Bei Volkswagen zog der Betriebsrat bereits Ende 2013 eine positive Bilanz seiner strikten E-Mail-Sperre nach Feierabend. Die Wolfsburger hatten Ende 2011 der totalen Erreichbarkeit den Kampf angesagt und Tarifbeschäftigten mit einem Dienst-Smartphone die E-Mails in Randzeiten, am Wochenende oder an Feiertagen abgeschaltet. 1154 Tarifmitarbeiter profitierten damals, Ende vergangenen Jahres waren es 3500. Führungskräfte sind ausgenommen.

"Fluch und Segen" der Erreichbarkeit

Gewerkschaften wie die IG Metall und Arbeitsschutz-Experten warnen schon seit geraumer Zeit vor gravierenden Folgen von ständiger Erreichbarkeit. Sie sei „Fluch und Segen zugleich“, gibt Jörg Feldmann von der Bundesanstalt für Arbeitsschutz und Arbeitsmedizin in Dortmund zu bedenken. „Auf der einen Seite ist eine bessere Vereinbarkeit von Familie und Beruf möglich. Auf der anderen Seite kann die Erholung völlig auf der Strecke bleiben.“

Das kann dann unter Umständen schwerwiegende Folgen für die Mitarbeiter haben - „sowohl gesundheitlicher Art, aber auch für das soziale Umfeld“, so Feldmann. „Dem entgegenwirken können klare Regelungen zwischen Arbeitgeber und Beschäftigten, beispielsweise Vereinbarungen zu klaren Übergaben oder Rufbereitschaften.“

Betriebliche Vereinbarungen hält auch IG-Metall-Vorstandsmitglied Christiane Benner für erstrebenswert. Sie sieht aber ebenso die Politik in der Pflicht und macht sich wie Gewerkschaftschef Detlef Wetzel für strengere Regelungen stark. „Vereinbarungen auf betrieblicher Ebene sind zu begrüßen. Voraussetzung sind aber oft ein bereits gutes Arbeitsklima und eine gute Unternehmenskultur.“ Daher sei der Gesetzgeber gefragt: „Ich könnte mir vorstellen, dass man Eckpunkte formuliert, die am Ende in ein Gesetz fließen könnten. Es geht darum, das Recht auf Abschalten zu verankern und der Entgrenzung der Arbeit Einhalt zu gebieten.“

Politik zögert vor weiteren Schritten

Das Bundesarbeitsministerium in Berlin verweist auf die Vereinbarungen im Koalitionsvertrag von Union und SPD und will vor weiteren konkreten Schritten erst einmal zusätzliche wissenschaftliche Daten sammeln. Betriebliche Vereinbarungen seien zu begrüßen.
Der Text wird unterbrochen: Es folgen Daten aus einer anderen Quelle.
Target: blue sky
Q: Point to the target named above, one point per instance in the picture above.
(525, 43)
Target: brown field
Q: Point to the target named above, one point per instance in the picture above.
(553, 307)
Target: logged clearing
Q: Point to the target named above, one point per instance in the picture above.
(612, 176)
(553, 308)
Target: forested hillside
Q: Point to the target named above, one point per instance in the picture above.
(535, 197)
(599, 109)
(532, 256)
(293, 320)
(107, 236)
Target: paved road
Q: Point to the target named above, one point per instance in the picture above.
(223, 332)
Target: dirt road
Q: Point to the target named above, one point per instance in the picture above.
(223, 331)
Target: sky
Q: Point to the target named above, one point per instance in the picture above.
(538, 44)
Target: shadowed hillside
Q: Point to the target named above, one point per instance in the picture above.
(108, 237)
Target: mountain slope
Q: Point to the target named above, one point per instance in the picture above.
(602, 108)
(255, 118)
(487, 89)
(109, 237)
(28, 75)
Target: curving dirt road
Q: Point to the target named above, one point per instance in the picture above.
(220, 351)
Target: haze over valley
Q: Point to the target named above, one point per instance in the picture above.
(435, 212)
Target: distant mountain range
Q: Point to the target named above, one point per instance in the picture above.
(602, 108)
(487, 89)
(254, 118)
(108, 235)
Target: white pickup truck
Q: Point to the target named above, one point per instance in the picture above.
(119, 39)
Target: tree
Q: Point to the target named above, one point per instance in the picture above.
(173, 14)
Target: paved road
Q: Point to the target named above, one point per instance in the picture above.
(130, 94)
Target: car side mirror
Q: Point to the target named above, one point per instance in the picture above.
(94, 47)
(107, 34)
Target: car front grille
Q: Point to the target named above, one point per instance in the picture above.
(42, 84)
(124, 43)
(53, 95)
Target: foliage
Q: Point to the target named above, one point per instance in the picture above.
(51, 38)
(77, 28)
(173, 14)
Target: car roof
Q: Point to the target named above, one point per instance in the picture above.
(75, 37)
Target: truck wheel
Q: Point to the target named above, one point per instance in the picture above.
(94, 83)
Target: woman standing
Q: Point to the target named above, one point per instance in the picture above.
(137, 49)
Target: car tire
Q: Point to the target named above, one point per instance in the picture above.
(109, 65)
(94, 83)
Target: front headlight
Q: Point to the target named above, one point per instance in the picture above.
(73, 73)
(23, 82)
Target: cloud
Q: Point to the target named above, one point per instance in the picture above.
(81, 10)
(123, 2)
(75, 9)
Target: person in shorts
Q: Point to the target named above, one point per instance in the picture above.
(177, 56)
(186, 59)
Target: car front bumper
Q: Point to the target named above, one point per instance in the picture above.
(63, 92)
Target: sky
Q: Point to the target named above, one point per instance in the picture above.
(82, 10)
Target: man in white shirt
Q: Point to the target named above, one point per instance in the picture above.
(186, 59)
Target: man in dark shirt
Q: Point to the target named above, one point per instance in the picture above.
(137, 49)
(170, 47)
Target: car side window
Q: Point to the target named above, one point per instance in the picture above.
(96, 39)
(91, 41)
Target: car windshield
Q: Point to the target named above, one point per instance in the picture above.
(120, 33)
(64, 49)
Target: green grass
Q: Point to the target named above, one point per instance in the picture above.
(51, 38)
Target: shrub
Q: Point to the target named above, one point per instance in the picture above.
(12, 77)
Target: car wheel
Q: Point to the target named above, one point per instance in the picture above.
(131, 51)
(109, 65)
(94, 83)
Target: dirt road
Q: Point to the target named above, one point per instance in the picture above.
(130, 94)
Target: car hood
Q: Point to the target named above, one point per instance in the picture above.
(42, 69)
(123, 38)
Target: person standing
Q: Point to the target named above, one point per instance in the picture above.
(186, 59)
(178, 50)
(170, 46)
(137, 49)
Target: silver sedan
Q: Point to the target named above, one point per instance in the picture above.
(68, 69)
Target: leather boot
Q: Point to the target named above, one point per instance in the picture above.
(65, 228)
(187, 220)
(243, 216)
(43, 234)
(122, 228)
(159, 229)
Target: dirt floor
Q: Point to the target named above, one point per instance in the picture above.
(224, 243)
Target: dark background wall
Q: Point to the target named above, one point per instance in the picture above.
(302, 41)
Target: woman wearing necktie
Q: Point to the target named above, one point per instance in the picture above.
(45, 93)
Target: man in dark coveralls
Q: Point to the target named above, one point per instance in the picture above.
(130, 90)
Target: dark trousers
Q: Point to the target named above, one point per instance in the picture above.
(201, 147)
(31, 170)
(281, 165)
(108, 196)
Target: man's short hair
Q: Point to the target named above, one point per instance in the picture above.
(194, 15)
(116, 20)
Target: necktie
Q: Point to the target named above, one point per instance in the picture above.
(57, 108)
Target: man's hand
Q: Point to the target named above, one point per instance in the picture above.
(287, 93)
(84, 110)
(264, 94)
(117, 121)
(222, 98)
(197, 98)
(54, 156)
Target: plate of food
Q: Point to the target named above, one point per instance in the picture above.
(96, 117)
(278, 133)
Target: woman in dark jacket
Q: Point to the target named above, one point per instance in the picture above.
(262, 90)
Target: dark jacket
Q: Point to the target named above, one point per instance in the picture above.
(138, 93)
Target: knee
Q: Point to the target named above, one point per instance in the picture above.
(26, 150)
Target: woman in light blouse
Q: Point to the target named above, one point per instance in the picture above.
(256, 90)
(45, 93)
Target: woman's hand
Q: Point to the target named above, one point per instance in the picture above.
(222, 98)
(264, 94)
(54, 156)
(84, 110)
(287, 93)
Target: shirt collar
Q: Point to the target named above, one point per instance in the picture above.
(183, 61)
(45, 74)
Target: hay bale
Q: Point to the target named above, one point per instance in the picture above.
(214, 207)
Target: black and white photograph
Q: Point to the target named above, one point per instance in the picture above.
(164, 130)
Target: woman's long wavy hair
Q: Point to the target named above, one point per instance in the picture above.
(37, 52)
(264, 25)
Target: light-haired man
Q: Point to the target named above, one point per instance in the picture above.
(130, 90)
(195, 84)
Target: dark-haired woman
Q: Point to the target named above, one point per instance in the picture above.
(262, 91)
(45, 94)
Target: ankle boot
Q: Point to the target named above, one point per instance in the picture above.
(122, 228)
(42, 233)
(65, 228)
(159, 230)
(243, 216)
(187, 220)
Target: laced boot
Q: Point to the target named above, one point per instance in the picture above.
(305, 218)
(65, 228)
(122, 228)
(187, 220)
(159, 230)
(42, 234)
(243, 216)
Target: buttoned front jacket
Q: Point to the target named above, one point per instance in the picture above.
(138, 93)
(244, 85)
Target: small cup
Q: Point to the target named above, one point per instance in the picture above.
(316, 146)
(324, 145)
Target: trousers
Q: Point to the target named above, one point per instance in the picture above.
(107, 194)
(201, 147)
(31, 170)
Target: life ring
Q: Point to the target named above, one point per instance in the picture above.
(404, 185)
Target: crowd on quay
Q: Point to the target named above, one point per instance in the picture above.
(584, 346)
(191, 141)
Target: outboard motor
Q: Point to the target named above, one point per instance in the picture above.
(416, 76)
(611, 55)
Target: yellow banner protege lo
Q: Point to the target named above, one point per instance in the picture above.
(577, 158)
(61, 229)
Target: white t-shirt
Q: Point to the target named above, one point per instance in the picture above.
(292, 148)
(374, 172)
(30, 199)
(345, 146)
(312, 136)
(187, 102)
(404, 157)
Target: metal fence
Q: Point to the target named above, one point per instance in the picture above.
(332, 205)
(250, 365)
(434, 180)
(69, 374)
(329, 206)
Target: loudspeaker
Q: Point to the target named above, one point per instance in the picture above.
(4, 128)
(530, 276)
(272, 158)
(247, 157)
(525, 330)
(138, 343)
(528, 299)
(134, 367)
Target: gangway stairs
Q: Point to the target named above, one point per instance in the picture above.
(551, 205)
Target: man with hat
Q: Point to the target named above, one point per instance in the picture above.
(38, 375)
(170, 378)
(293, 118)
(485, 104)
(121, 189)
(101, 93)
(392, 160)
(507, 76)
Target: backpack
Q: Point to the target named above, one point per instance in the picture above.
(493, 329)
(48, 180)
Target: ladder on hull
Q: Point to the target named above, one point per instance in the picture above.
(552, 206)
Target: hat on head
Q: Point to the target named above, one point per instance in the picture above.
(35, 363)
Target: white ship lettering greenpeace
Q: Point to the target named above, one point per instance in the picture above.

Aus juristischer Sicht sind solche Regelungen aber nicht unproblematisch. So äußerte die Präsidentin des Bundesarbeitsgerichts, Ingrid Schmidt, Ende 2013 Bedenken, wie eine solche Regelung aussehen solle und wer das dann überprüfen solle.
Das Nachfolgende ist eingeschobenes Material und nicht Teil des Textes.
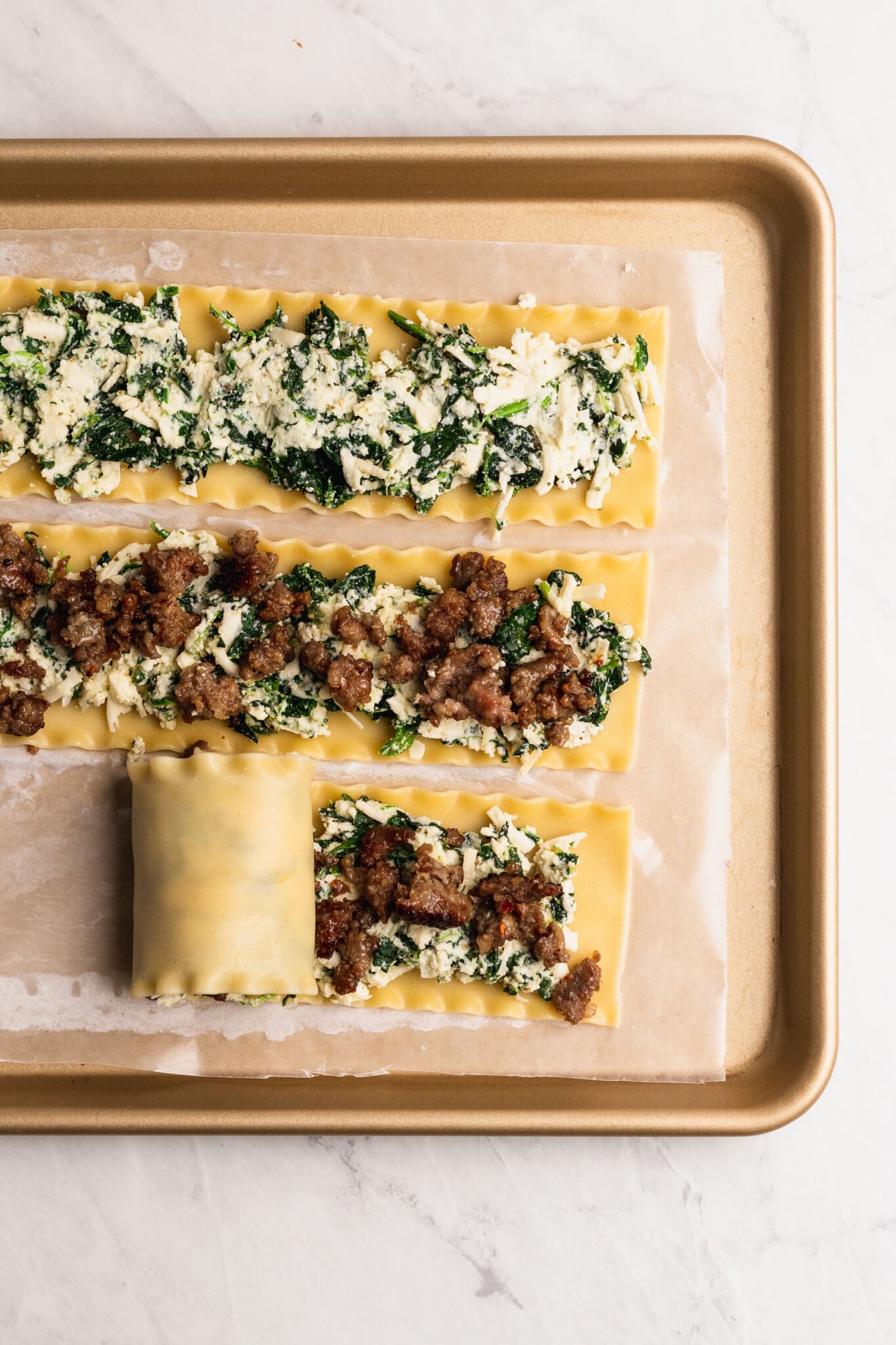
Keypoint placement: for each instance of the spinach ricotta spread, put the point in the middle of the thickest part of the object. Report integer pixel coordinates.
(89, 382)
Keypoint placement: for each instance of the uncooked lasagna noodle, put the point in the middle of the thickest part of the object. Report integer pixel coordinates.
(223, 876)
(214, 915)
(631, 495)
(618, 584)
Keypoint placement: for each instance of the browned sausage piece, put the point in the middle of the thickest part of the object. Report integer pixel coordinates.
(571, 997)
(20, 713)
(205, 695)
Die Arbeitgeberseite gibt sich ob der Gewerkschaftsforderungen gelassen: Die Unternehmen gingen verantwortungsvoll mit der Arbeitszeit und Freizeit der Beschäftigten um, heißt es vom Arbeitgeberverband BDA. Für weitere Regelungen durch den Gesetzgeber bestehe kein Bedarf.